Es war schön, mehr noch bereichernd und voller Herzlichkeit in meiner alten Heimat aber die Begrüßung im Kinderdorf ließ keine Zweifel aufkommen, wo ich im Jahr 2023 daheim bin.
Es dauert freilich doch wieder einige Zeit, bis man sich an die Begleitmusik gewöhnt, das Schreien der Wildtiere, die Hundekämpfe in der Nacht. Selbst die Kleidung ist auf den Trockenständern nicht sicher vor Affen und Hunden. Auch Reis mit scharfen Gewürzen schon am Morgen, die nahezu unerträgliche Hitze mittags, die kurzen Tage und langen Nächte, das sind Veränderungen, klar, aber weit wesentlicher sind dann doch die Sorgen der Kinder, die Not der Menschen um uns herum, die Verantwortung für so Viele und so Vieles, von der mir nur die Anka einen Teil abnimmt.
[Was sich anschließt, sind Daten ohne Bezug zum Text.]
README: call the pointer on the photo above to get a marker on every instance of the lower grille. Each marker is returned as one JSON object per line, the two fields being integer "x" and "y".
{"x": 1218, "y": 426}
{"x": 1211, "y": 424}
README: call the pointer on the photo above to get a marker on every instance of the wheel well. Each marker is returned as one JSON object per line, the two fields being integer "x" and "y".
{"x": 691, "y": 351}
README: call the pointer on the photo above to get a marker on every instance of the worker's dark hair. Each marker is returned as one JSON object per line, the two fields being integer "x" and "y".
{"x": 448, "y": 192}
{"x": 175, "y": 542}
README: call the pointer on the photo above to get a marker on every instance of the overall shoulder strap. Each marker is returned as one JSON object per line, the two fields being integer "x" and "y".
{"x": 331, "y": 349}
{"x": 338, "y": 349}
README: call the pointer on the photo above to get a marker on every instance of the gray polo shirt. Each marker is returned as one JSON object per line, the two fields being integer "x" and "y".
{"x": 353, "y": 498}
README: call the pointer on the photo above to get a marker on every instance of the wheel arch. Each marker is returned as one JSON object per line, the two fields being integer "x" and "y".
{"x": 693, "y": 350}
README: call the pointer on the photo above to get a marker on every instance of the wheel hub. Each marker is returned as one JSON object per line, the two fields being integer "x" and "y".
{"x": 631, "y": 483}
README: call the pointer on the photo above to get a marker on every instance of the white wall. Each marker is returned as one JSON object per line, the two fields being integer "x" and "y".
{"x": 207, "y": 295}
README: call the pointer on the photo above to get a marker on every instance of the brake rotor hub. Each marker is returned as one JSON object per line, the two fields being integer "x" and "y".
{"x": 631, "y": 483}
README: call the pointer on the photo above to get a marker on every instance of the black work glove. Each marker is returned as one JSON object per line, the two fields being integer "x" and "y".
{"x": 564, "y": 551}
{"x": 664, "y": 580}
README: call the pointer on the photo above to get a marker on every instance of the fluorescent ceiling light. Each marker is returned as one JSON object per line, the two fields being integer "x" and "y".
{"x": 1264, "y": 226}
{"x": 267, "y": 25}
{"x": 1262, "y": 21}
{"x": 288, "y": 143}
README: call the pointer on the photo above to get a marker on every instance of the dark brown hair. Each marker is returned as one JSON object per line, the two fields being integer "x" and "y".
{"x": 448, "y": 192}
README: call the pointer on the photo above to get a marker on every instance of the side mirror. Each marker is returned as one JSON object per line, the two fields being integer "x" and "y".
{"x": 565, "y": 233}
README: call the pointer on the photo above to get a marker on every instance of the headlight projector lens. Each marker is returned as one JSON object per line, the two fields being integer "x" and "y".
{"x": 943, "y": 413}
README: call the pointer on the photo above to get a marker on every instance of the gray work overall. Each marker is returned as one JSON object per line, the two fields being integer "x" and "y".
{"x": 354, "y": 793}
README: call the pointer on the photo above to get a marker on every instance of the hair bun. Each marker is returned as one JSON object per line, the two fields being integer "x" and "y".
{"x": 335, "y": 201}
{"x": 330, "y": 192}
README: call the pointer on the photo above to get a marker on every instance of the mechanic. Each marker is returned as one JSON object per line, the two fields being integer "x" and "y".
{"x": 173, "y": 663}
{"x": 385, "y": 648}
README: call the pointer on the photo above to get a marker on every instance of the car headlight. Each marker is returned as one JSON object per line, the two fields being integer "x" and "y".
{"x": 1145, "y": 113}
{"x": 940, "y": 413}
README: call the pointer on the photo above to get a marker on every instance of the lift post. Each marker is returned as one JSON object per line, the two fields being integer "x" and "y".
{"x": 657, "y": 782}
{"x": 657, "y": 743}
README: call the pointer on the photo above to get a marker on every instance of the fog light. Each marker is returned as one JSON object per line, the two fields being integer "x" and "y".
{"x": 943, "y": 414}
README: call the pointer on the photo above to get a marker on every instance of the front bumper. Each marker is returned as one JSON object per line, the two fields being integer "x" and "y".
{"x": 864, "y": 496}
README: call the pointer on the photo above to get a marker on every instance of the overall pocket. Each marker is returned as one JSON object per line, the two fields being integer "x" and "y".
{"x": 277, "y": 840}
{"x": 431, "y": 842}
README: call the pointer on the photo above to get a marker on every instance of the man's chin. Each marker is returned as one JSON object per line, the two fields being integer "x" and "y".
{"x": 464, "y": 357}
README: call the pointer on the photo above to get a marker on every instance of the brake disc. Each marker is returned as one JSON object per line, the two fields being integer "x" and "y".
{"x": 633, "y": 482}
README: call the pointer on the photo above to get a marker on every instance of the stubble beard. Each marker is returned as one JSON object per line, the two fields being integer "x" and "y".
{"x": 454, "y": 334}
Ich konnte meine Akkus aufladen, dank der Begegnung mit Menschen in meiner alten Heimat, Menschen, die mich haben fühlen lassen: Auch wenn du nicht da bist, bist du nie ganz weg, immer willkommen. Mit dieser Gewissheit ist sie leichtgefallen, die Rückkehr in ein Leben, das mir wirklich Alles abverlangt aber auch so Vieles gibt.

Obwohl diese Reise in meine Vergangenheit genau geplant war, es gab doch Überraschungen, etwa dass eines abends plötzlich Biggi auftauchte, eine Volontärin im Kinderdorf während der Tsunamikatastrophe Ende 2004. Wir haben uns sofort erkannt obwohl seit unserer letzten Begegnung sage und schreibe 18 Jahre vergangen sind.

Manche Freunde hat man fürs Leben, da ändert sich nichts, weil man sich selten sieht. Bei Begegnungen wie dieser wird fast körperlich spürbar, dass Freundschaft ein Geschenk ist, ein sehr kostbares.
PS. Ich kann hier nicht alle Begegnungen aufzählen, die ich während meines Deutschlandbesuches haben durfte, an die Damen im Einwohnermeldeamt in Eichstätt erinnere ich mich jedoch mit einem Lächeln, ganz einfach weil die so nett waren, von wegen unnahbare Behörden!